LE PIANO SATANIQUE et onze autres récits de la revue Weird Tales by STÉPHANE BOURGOIN

LE PIANO SATANIQUE et onze autres récits de la revue Weird Tales by STÉPHANE BOURGOIN

Auteur:STÉPHANE BOURGOIN
La langue: fra
Format: epub
Tags: Collection Pulps n° 6
Éditeur: Encrage
Publié: 1988-02-15T00:00:00+00:00


C’est à peine si nous vîmes la lune de janvier, car les tempêtes de cet hiver ne nous laissèrent guère de répit et les lourds nuages nous cachèrent presque continuellement le ciel.

La pleine lune de février se dessina telle du cristal dans un ciel de glaciale luminosité. Le sol couvert de neige étincelait et les branches des arbres étaient revêtues d’un manteau de glace. Je me tenais près du feu, puis m’installais dans mon lit avec les couvertures remontées jusqu’au menton.

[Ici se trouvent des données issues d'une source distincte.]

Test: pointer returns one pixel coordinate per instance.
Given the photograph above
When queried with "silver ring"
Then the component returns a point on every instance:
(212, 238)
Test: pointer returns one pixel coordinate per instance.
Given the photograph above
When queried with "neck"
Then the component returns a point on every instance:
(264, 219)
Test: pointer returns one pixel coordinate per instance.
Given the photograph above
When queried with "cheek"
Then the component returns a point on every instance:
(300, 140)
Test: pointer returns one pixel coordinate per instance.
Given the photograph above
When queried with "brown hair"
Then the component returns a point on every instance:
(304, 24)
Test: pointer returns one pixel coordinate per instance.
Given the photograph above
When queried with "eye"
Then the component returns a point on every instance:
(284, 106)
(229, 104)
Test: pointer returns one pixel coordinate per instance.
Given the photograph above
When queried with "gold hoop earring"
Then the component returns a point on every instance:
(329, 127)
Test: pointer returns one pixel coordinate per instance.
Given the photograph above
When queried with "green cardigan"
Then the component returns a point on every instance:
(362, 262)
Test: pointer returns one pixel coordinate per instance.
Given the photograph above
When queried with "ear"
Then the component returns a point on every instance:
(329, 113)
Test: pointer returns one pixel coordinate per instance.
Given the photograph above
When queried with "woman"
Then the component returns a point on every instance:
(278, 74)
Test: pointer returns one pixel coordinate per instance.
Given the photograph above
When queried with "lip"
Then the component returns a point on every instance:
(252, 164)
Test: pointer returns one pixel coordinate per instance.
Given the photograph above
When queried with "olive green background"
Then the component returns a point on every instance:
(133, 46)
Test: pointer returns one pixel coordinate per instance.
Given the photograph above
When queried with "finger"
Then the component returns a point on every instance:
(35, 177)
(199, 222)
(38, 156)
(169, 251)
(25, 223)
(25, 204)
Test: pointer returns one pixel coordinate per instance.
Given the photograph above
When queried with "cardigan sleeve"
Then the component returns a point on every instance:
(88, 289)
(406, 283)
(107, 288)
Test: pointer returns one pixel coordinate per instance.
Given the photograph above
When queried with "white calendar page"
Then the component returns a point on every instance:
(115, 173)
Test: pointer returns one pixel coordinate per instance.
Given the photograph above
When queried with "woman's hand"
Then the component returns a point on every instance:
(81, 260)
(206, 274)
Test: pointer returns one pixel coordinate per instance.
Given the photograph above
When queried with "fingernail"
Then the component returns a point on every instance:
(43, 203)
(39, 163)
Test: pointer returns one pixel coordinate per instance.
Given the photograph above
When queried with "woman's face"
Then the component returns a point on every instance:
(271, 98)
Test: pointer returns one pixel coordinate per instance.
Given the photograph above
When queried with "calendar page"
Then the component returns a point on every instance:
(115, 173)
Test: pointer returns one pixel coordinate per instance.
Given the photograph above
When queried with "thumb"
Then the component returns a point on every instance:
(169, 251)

J’étais à nouveau en proie à une terreur sans nom.

Mars arriva.

Le mois suivant nous amènerait le printemps, puis viendrait l’été. Le monde serait encore une fois plein de douceur et de gentillesse, un monde où la peur ne pourrait pas se réfugier. Et pourtant je me mis à souhaiter une répétition de mes rencontres du croisement dans les mêmes circonstances… les rigueurs de l’hiver, plutôt que le décor entièrement nouveau de la saison des jeunes pousses et de la vie qui renaissait. Ma dernière poussée de terreur irraisonnée s’était estompée et j’étais à nouveau prise par une irrésistible envie d’aventure.

S’était-il rendu au croisement lors des terribles tempêtes de janvier et lors de cette nuit blanche que j’avais passée sous les couvertures ? Serait-il là en cette prochaine nuit de pleine lune au mois de mars ?

Le printemps n’imprégnait pas encore l’atmosphère. La neige de l’hiver reposait toujours dans les creux du sol, mais ternie par les récentes pluies froides.

Le ciel nocturne était zébré de lambeaux de nuages déchirés par les vents. Le clair de lune brillait, quelque peu atténué à présent par les nuages sombres. L’air sentait la terre humide et les feuilles pourries.

Je n’allai pas chez Margaret. Je restai assise près du feu, plongée dans d’étranges rêves, tandis que la pendule égrainait lentement les heures. Petit à petit, le feu diminua d’intensité. À onze heures, mon père bâilla et partit se coucher. À minuit moins le quart, j’enfilai mon lourd manteau et sortis.

Je savais qu’il m’attendait. Ce soir, je n’avais aucun doute à ce sujet. Ce n’était pas la curiosité qui me guidait, mais un désir plus profond, une envie pour laquelle je n’avais pas de nom. J’étais comme un nageur emporté par un fort courant et qui, finalement, se voyait pris par le ressac.

L’automobile, basse et sombre, était arrêtée au croisement. Bien que cette machine semblât incarner la perfection, elle avait pour moi un aspect très particulier. Mais à cet instant un nuage se profila devant la face de la lune et je détachai mon esprit de la chose, vaguement persuadée qu’elle devait être de marque étrangère.

Puis, brusquement, je me rendis compte que, pour la première fois, l’étranger avait ouvert la portière de la voiture à mon approche.

— Nous faisons un tour ce soir, Leonora. N’est-ce pas ? Et pour quelle autre raison serais-tu sortie ce soir ?

Il avait raison. Pour la première fois, je l’avais retrouvé non pas en revenant de chez Margaret ou en allant quelque part : j’étais venu exprès par besoin de le voir.